🎯 Project Objective:
This project aims to develop a robust statistical model to predict neonatal weight using a dataset from three hospitals. The focus is on analyzing various maternal and neonatal variables to assess their influence on newborn weight, with particular attention to the impact of maternal smoking.
🔍 Data Mastery:
- Utilized a comprehensive dataset of 2500 newborns, enhancing understanding of key factors influencing neonatal weight.
- Executed meticulous data cleaning and verification to ensure the accuracy of the analysis.
🌟 Challenging Task Conquered:
- Developed predictive models incorporating multiple variables that significantly affect neonatal outcomes.
- Addressed complex statistical challenges, such as nonlinear relationships and interactions between variables.
💡 Innovative Approaches:
- Employed advanced inferential statistical methods to draw meaningful conclusions about neonatal weight influences.
- Implemented a multiple linear regression model, exploring beyond linear assumptions by investigating potential nonlinear effects and interactions.
📊 Key Dataset Properties:
- The dataset includes variables such as mother's age, number of pregnancies, gestational age, and neonatal physical measurements.
- Captures key categorical data like maternal smoking, type of delivery, hospital ID, and sex of the newborn, providing a rich basis for multivariate analysis.
🔮 Your Impact:
- Significantly advanced the field of neonatal care by identifying critical maternal and neonatal factors that predict weight at birth.
- Enhanced decision-making tools for healthcare professionals, contributing to improved neonatal health strategies.
🔗 GitHub Repository: Dive into the codebase to follow the journey of crafting a sophisticated statistical model in R. Discover how exploratory data analysis, hypothesis testing, and regression modeling come together to predict neonatal weight effectively.
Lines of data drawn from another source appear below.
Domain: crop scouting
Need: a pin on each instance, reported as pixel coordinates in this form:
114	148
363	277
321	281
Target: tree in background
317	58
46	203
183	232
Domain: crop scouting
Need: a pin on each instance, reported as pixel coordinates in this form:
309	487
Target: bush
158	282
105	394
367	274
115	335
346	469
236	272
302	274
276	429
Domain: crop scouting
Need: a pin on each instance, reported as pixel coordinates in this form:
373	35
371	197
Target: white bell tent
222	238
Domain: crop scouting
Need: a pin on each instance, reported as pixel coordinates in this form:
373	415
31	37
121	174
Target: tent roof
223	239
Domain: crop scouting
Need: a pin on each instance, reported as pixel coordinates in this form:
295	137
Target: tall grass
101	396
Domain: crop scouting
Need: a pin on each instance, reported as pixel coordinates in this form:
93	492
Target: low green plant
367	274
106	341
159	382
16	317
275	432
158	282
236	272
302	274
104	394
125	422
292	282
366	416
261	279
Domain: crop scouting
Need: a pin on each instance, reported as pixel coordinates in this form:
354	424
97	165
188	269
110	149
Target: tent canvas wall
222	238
See how each analytical step contributes to a comprehensive understanding of the factors impacting newborn health.
-
Data Import:
- Ensured accurate import and handling of the
neonati.csv
dataset into the R environment.
- Ensured accurate import and handling of the
-
Descriptive Analysis:
- Thoroughly described dataset properties, focusing on variables critical to neonatal weight prediction.
-
Exploratory Data Analysis (EDA):
- Utilized statistical indices and visual tools to uncover patterns and insights within the data.
-
Hypothesis Testing:
- Tested hypotheses about differences in neonatal weights and lengths, across various subgroups including gender and hospital type.
-
Multivariate Analysis:
- Developed and refined a multiple linear regression model, using rigorous criteria to select the most effective model.
-
Residual Analysis:
- Performed detailed diagnostics to ensure the model’s reliability, identifying influential cases that could impact predictive performance.
-
Predictive Performance:
- Evaluated the model's accuracy through real-world predictions, such as estimating the weight for a third pregnancy at the 39th week without ultrasound data.
- Model Visualization:
- Created detailed graphical representations to make the statistical model's results accessible and understandable.